I do need to start thinking about work. To start with, I should make a list of things I need to do on campus: file travel voucher, which means finding receipts; check out books, which means thinking about what I need; get letterhead and write a couple of letters (and at this point I get tired and think I should spend more time with the cats).

But seriously. I have to write an abstract for next year's Zoo. That's a nice small piece of work, something that will stay done when 'tis done. And then not only is there the book to tackle (I had really better break this down into much smaller tasks), I also have 2 months to write an essay for a book collection. This is a project whose proposal sat on some editor's desk for years, so that I had more or less forgotten about it, or turned it into one of those "someday" things.
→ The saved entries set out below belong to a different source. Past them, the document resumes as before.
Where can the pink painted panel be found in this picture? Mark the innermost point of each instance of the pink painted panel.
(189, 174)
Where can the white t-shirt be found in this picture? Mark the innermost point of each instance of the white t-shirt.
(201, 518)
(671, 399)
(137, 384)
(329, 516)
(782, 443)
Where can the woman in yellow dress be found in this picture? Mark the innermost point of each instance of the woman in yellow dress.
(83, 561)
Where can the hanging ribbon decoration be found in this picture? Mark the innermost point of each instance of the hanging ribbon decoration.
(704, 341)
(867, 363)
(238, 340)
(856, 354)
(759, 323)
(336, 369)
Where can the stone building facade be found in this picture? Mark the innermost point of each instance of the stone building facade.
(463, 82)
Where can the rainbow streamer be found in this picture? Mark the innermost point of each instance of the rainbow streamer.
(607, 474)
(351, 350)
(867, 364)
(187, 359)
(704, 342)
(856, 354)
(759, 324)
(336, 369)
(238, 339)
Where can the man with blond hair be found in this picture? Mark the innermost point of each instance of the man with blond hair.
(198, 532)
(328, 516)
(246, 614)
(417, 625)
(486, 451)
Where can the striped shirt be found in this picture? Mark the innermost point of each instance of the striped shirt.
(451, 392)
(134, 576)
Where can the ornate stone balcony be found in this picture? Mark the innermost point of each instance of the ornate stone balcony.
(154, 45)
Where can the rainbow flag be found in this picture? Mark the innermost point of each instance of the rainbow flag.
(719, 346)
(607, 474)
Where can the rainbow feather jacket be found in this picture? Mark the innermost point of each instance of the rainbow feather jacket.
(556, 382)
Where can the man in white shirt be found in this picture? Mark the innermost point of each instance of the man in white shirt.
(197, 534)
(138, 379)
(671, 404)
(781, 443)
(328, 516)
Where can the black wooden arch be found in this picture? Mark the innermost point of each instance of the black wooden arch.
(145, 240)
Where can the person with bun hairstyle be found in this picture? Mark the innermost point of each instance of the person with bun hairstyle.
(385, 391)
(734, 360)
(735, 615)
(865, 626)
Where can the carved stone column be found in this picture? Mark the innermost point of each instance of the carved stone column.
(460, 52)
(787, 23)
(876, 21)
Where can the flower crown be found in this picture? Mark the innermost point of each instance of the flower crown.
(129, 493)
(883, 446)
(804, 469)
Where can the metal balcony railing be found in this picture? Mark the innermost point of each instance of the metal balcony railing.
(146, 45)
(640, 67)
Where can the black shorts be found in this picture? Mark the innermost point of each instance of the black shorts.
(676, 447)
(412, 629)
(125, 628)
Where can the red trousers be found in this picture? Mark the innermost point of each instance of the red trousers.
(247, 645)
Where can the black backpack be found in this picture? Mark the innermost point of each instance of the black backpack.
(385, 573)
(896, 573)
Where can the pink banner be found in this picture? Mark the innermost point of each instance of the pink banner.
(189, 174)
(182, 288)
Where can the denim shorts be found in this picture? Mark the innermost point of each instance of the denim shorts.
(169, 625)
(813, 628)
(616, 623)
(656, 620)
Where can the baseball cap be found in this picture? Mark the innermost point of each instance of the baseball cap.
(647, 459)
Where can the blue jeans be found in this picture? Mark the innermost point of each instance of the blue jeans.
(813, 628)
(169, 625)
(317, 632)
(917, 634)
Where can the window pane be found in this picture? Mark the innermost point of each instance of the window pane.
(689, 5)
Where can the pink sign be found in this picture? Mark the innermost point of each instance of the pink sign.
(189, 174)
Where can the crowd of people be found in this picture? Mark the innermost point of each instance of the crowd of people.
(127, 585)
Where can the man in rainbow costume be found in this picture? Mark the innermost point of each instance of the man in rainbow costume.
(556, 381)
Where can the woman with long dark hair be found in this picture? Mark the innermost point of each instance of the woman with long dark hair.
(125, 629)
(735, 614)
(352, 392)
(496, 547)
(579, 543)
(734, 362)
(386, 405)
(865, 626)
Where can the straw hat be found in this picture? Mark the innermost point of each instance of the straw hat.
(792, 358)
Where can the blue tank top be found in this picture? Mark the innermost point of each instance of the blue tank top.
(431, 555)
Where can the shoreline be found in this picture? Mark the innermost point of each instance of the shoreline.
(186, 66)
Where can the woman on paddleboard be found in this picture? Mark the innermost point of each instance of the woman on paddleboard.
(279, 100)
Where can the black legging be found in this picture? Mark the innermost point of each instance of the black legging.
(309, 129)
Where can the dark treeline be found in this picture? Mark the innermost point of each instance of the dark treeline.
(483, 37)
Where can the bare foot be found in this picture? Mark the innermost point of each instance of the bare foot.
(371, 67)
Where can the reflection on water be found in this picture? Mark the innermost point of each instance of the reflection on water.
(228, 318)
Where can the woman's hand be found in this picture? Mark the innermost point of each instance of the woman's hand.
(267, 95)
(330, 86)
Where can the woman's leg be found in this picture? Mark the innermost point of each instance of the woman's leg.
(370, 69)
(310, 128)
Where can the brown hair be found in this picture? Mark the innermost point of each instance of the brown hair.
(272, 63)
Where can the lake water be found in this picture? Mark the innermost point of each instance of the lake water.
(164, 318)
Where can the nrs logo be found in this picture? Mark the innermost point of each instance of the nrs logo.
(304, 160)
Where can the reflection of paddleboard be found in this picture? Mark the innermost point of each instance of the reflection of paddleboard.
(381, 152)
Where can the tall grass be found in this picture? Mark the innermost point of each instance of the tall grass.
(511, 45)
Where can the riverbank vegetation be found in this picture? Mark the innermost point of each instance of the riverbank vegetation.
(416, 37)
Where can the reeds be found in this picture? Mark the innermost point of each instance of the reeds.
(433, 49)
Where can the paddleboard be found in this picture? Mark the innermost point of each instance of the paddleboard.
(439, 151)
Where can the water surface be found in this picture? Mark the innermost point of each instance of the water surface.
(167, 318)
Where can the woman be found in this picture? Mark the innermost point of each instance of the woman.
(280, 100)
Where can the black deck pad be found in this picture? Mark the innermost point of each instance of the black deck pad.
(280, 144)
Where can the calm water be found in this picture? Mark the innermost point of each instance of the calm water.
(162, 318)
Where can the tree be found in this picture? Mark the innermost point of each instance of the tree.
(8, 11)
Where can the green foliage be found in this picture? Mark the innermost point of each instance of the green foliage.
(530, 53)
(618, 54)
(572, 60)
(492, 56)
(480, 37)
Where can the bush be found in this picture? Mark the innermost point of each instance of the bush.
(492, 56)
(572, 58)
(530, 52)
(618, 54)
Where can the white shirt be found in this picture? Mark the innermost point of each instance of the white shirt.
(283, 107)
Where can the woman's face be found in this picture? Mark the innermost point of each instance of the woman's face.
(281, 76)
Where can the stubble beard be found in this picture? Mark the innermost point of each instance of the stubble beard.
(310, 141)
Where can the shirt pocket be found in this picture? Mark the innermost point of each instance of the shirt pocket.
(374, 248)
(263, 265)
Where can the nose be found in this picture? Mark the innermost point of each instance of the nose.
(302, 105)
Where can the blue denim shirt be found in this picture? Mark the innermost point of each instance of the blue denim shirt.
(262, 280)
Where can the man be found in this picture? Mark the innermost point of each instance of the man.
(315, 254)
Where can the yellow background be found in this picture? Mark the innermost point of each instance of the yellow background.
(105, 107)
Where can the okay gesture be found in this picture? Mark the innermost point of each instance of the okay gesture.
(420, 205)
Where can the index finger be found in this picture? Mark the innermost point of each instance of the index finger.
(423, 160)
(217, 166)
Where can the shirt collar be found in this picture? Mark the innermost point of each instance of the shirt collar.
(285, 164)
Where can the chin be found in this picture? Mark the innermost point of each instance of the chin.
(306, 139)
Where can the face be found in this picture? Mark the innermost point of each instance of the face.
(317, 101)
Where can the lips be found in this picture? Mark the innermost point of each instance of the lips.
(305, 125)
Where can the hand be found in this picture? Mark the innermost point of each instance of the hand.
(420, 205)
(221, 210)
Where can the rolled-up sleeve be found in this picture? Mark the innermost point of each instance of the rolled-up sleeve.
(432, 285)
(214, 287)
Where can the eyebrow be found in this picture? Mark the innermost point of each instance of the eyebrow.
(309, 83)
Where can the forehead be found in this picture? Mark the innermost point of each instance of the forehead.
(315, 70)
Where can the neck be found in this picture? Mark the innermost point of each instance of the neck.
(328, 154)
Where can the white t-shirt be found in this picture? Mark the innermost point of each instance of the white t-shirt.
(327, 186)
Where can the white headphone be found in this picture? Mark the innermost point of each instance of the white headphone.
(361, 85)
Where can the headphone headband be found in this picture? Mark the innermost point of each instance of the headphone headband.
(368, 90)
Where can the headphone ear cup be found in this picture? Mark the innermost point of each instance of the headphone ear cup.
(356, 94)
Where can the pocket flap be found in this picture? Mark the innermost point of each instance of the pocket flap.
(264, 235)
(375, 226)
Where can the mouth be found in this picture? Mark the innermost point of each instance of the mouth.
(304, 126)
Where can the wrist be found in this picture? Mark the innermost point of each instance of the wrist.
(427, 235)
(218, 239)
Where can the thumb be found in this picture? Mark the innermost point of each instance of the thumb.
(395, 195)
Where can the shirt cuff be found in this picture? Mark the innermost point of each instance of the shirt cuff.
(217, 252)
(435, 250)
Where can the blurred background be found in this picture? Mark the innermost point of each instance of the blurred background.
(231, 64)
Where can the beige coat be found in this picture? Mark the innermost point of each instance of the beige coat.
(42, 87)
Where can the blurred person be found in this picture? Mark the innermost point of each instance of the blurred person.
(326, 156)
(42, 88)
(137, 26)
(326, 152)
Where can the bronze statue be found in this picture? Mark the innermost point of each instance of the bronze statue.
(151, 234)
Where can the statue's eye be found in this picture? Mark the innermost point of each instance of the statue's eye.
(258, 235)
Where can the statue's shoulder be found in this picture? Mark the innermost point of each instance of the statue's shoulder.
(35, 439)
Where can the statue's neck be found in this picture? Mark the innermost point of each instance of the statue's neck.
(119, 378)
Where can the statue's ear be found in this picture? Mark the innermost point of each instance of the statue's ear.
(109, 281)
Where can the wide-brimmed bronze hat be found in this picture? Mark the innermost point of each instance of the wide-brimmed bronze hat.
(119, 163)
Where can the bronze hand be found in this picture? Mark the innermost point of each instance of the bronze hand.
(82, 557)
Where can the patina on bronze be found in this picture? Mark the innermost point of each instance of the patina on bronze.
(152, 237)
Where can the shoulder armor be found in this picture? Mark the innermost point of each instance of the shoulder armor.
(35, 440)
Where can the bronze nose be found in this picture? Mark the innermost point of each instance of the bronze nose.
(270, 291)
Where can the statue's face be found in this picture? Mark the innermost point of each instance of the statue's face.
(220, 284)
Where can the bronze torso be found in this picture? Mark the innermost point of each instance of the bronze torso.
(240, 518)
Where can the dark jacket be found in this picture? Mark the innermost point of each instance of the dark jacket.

And then last week I learned that it's a "go" and I have to start thinking about that essay again.

For today, anyway, and through the weekend, I'm going to continue the vacation---just try to make it a more active one. I'll go to the gym every day. I'll hit the Farmers' Market tomorrow. I'll do some weeding in the garden. I'll call a friend about going and having a look at his neglected new-house garden, so I can work out how many of my day lilies and hostas can move there (my garden is tiny, but I can never bear to just throw out healthy plants, even when they're taking over). If I'm feeling really ambitious, I might start a craft project.

Because I'm actually getting a little tired of being a slug.